I think in America, death is the great taboo, just as much as licking, atheism, and eschewing society are. (That's a cue for Texas to chime in again about the evils of putting a tongue where it shouldn't ought to be).

I still contend: there is something so liberating about finitude! Why does everyone run from it? Does the alchemist's solve et coagula mean nothing anymore?

Along these lines, let me invoke Hunter S. Thompson yet again:
Life should not be a journey to the grave with the intention of arriving safely in a pretty and well preserved body, but rather to skid in broadside in a cloud of smoke, thoroughly used up, totally worn out, and loudly proclaiming "Wow! What a Ride!"
The Greeks noted the contrapositive of this when they composed the myth of Tithonus. Closer to our time, and more grisly is the weird tale from Poe: The Facts in the Case of M. Valdemar

Living forever is highly overrated. Living well is highly underrated.

Lord Byron opined:
Death, so called, is a thing which makes men weep, And yet a third of life is passed in sleep.
The trouble is, the christo-nazis who run Washington make so much racket that they won't let the rest of us get in any zzz's. I doubt Byron ever anticipated a government concerning itself with how we make our exit. But back to where I began this entry. 

O! Canada! I've always rather liked you. Well, except for one chap.

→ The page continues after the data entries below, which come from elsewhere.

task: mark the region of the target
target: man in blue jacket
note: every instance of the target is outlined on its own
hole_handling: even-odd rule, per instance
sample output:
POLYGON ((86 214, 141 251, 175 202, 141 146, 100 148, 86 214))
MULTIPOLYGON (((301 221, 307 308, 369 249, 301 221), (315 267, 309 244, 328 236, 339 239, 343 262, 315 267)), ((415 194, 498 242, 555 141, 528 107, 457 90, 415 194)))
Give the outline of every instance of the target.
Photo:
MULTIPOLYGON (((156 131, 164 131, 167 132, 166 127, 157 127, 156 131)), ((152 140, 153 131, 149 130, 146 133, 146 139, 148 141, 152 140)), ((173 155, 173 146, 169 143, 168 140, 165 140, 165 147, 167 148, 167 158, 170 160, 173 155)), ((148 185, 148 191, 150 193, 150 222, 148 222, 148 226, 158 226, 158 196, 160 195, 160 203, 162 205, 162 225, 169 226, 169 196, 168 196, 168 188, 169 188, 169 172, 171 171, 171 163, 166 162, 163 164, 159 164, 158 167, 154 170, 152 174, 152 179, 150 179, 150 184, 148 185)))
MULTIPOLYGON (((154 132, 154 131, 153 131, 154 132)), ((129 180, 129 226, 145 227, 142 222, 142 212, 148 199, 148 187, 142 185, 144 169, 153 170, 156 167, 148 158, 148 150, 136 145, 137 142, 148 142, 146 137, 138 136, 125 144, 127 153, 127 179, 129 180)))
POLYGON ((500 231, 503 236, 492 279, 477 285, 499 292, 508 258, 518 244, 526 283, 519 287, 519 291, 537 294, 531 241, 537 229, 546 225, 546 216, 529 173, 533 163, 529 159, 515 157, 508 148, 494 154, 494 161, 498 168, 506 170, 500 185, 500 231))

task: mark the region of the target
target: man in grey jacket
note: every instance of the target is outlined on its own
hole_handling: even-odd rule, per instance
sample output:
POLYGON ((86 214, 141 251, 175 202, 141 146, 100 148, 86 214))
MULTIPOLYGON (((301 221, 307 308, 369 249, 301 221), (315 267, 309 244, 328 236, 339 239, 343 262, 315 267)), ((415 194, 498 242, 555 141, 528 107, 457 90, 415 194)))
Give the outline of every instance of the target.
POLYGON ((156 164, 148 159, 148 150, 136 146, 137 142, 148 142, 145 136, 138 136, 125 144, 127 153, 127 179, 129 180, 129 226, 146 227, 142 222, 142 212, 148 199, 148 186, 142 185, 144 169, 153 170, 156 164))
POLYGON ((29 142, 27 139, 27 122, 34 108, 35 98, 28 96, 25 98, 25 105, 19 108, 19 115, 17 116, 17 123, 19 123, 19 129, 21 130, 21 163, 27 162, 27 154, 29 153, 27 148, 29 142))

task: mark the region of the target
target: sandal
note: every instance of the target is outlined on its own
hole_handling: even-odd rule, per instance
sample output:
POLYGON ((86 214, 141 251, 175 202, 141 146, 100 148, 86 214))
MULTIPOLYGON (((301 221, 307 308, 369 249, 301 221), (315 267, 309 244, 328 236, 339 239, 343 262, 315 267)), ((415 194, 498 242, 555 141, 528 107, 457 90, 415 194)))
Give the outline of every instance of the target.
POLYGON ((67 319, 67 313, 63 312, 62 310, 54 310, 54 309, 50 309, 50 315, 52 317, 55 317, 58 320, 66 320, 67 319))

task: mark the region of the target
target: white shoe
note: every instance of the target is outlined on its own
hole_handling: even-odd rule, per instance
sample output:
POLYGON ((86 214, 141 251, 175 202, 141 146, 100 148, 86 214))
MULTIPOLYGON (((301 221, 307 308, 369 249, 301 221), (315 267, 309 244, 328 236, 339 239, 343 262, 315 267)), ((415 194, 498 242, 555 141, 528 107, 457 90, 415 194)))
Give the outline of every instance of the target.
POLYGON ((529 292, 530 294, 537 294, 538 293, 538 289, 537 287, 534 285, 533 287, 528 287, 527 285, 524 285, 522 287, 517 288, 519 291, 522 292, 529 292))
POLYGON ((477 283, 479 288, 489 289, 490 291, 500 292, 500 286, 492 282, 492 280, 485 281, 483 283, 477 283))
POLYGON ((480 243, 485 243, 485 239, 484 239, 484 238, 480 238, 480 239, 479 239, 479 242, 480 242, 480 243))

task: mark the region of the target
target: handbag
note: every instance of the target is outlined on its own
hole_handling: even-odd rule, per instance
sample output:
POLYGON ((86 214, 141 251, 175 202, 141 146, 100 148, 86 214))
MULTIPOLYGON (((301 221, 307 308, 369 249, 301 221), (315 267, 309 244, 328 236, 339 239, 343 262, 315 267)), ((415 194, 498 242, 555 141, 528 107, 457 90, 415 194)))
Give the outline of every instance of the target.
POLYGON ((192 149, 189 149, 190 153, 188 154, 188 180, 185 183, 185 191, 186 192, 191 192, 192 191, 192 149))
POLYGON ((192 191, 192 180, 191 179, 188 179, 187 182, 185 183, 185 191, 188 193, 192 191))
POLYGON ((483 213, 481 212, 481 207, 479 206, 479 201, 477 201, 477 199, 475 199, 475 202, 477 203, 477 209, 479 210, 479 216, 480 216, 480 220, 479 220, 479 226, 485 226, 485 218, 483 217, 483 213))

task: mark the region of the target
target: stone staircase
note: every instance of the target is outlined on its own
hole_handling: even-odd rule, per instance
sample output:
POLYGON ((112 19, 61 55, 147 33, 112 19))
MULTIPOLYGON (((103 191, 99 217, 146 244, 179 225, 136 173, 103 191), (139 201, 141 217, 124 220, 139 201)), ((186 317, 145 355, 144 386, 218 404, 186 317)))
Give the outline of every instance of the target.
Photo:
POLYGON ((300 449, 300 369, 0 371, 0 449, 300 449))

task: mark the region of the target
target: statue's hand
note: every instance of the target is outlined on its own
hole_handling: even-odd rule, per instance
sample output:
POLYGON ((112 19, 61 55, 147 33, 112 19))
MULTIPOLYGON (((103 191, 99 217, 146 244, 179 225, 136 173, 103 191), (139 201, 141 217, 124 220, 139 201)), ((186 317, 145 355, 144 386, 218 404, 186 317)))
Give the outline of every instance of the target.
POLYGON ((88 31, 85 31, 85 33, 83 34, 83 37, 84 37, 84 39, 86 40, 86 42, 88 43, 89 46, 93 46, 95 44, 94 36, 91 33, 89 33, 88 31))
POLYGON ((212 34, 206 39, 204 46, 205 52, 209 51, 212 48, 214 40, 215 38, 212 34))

One night, on a visit to Toronto, a knock at my hotel door at 3:00 a.m. roused me suddenly. Because of the hour, I didn't bother to dress, deeming it an emergency. Nothing to be seen through the peephole, I whipped the door open, standing there in my underpants only. Looking down, I beheld a little shrimp of a guy, with a bowl haircut, holding a cocktail in a Dixie cup. He craned his head upward 'til our eyes locked and sputtered, "Oh! I thought there were some chicks in here." 

A stern glare sent him packing.  

So, apart from him, I admire Canada. Especially now that it is recognizing we each have the right to dictate how we depart as much as how we get to this point.

And not a bad climate either. Maybe my journey northward stopped short.